Pd e le elezioni, la fase dell’ascolto

Aprire davvero ai contributi d’idee e di persone della società civile. La sinistra è capace di un cambio di passo? Ha il coraggio di delineare una nuova visione della politica e del governare a partire da Bologna nel 2021?

di Giovanni De Plato, psichiatra e scrittore


Il segretario nazionale del Pd Nicola Zingaretti nella lettera scritta al Corriere della Sera, lunedì 29 luglio, ha espresso la sua contrarietà alla “danza immobile delle parole”. Si è rivolto direttamente ai partner politici della sua maggioranza che sostiene il governo Conte, riproponendo la necessità e l’urgenza di uscire dall’inerzia del presente, di guardare al futuro e di costruire un nuovo modello di sviluppo, a partire dal ridisegno del sistema sanitario.

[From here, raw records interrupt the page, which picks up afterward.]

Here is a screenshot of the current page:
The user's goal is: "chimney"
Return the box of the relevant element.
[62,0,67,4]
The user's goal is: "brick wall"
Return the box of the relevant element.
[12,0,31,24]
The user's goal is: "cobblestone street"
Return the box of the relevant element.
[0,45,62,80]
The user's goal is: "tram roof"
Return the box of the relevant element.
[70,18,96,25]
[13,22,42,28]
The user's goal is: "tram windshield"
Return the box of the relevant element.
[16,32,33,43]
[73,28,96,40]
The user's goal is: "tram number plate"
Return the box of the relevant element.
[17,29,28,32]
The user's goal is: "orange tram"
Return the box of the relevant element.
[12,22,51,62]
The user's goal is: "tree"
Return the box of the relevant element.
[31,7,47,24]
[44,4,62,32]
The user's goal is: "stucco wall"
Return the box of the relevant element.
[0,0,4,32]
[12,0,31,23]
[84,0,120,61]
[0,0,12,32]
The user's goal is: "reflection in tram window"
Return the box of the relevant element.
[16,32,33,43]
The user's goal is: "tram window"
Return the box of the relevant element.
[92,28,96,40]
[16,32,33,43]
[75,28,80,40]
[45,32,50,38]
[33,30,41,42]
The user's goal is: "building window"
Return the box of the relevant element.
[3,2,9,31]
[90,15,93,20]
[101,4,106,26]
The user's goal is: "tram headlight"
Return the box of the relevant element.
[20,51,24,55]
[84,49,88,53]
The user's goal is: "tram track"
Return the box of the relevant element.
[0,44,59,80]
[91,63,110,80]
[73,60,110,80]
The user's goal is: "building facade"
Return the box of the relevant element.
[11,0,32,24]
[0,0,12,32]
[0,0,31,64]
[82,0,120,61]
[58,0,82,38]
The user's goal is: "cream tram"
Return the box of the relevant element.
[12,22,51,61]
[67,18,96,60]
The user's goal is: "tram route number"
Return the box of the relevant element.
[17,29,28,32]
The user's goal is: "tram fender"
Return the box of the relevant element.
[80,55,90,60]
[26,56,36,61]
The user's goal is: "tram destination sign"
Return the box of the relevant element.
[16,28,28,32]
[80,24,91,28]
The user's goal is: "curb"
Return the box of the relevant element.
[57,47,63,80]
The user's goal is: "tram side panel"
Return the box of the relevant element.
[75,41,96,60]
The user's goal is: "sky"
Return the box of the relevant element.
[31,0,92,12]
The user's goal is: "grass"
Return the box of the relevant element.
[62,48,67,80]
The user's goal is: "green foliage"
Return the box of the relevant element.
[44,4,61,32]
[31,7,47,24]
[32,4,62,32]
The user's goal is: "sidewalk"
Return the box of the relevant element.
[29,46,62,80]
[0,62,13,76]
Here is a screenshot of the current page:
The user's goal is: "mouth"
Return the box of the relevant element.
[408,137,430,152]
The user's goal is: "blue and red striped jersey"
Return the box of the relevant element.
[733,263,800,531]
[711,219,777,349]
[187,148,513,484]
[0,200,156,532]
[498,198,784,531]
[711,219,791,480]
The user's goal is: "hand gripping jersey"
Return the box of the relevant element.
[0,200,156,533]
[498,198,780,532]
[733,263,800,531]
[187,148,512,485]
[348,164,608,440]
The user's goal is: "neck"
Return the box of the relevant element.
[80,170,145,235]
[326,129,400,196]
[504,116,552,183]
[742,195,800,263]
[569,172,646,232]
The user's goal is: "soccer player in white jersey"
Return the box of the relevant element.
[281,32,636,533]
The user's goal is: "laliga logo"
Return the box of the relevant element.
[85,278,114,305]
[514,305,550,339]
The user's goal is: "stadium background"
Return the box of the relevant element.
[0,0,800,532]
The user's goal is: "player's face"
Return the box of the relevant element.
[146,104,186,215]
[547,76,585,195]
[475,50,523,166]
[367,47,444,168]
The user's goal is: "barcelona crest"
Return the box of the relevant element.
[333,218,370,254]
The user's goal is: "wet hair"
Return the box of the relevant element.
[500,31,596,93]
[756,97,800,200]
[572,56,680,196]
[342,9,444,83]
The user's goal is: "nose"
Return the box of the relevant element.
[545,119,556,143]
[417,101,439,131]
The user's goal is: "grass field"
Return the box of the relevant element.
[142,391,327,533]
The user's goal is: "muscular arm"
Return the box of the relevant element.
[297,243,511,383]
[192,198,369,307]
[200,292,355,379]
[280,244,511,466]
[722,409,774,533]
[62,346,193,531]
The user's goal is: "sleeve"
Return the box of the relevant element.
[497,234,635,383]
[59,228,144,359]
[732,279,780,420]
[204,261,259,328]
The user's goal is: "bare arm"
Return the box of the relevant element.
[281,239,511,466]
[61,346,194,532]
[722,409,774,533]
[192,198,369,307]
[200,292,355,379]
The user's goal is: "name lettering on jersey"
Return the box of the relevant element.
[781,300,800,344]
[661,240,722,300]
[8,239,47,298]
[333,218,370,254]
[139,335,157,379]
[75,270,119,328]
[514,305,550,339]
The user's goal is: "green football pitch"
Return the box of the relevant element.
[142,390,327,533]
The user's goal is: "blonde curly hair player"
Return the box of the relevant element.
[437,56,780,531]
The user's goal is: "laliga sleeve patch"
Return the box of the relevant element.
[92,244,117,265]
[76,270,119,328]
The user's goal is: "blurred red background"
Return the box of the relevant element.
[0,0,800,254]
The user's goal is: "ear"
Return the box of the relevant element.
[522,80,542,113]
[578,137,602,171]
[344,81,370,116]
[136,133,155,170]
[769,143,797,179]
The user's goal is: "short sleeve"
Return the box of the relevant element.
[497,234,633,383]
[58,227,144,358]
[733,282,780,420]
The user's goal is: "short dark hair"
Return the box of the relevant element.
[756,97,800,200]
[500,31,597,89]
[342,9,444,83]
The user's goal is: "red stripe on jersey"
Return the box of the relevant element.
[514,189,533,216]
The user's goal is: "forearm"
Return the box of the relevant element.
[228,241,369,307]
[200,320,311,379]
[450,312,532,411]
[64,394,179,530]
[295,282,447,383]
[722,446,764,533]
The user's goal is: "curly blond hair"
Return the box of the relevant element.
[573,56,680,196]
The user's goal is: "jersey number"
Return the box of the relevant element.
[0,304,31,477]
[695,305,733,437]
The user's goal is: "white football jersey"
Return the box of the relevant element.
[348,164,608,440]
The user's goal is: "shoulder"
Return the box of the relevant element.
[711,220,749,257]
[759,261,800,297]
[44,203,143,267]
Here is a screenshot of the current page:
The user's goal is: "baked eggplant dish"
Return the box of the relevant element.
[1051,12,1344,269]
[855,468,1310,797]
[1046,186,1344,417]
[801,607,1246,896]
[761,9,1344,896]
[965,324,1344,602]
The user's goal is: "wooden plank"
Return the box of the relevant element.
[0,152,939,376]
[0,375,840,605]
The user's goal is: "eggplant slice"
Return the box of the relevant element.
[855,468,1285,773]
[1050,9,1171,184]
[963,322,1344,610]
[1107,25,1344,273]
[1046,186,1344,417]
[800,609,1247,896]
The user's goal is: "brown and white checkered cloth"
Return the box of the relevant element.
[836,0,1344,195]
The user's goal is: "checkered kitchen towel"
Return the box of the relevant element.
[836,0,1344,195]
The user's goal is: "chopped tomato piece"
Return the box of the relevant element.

Nella lettera sostiene che nell’era del post pandemia bisogna dimostrare di avere “coraggio, visione e concretezza” per correggere gli errori che si sono evidenziati nei 100 giorni di blocco fisico e per costruire la diga necessaria a mettere in sicurezza il futuro sviluppo delle risorse economiche e umane. Queste tre virtù, che dovrebbero caratterizzare il saper fare dei dirigenti e dei ministri del centrosinistra, non sono solo poco praticate a livello nazionale. Anche a livello locale, dove il coraggio degli amministratori non brilla, il passo è quello di una solita danza sul ritmo dell’esistente.

Le dieci azioni proposte da Zingaretti per investire nella Sanità pubblica e renderla motore della ripresa economica e della sicurezza sociale, restano per ora sulla carta. Il Servizio sanitario regionale emiliano e della metropoli bolognese si attarda più sulla ristrutturazione di un modello consolidato e meno sull’innovazione di quella che dovrebbe divenire la più importante infrastruttura del territorio. La dotazione di una rete di servizi sanitari e sociali altamente integrata e qualificata è il punto di partenza se Bologna e la Regione vogliono ambire a essere un centro europeo delle scienze della vita e della rivoluzione digitale.

Uno scenario questo che non può essere messo sullo sfondo. Lo stesso Pd di Bologna sembra tutto concentrato sulla fase dell’ascolto e sull’organizzazione del Festival di fine agosto, dando poco peso alla scadenza delle elezioni comunali del 2021. Una data ormai vicina, se si considerano i tempi della politica, che imporrebbe una larga, anzi larghissima, mobilitazione politica finalizzata a svegliare gli elettori e a motivare quei tanti assenteisti che sono rimasti a casa anche nel recente voto delle regionali.

C’è una voglia di partecipazione tra la gente? Se c’è va incoraggiata, se non c’è va stimolata. Com’è avvenuto con i tre giorni di studio e di riflessioni organizzati in giugno da Romano Prodi. Quel progetto di Bologna futura, invece di essere accolto come un filo da tessere collettivamente in vista dell’elezione a sindaco, è stato rinviato dal Pd a dopo la fase di “ascolto” dietro cui si sono trincerati politici e futuri candidati allo scranno di Palazzo D’Accursio.

Che cosa vuol dire aprire la fase dell’ascoltare i cittadini? Forse, allungare le orecchie ai bisogni vecchi e nuovi delle persone, dei movimenti e delle organizzazioni sociali senza assumersi impegni vincolanti? Forse limitarsi al ruolo di uditori, senza lasciarsi coinvolgere più di tanto, quasi fosse un semplice apprendistato, un finto bagno di umiltà? O forse sentire, apprendere, elaborare, programmare e darsi obiettivi prefiguranti il futuro? Da alcune dichiarazioni e interviste quelli che fanno capire di volersi candidare a sindaco nel centro-sinistra lo fanno alludendo, quasi a temere che se ci mettessero coraggiosamente le idee e la faccia sarebbero subito impallinati dal fatidico “No!, tu no”.

Se dovessero riprendere vigore le nefaste manovre del correntismo dei partiti, il centro-sinistra potrebbe rendere contendibile una sfida già in partenza avviata a un esito favorevole. Il centrodestra è alla ricerca di un leader che non c’è e di un programma che non ha. Il fenomeno Guazzaloca non si vede ricomparire all’orizzonte. Dunque, è una partita che solo il maggiore partito, il Pd, e i minori suoi alleati possono perdere. Un vantaggio che andrebbe utilizzato questa volta per aprire davvero ai contributi d’idee e di persone della società civile. La sinistra è capace di un cambio di passo? Ha il coraggio di delineare una nuova visione della politica e del governare a partire da Bologna nel 2021?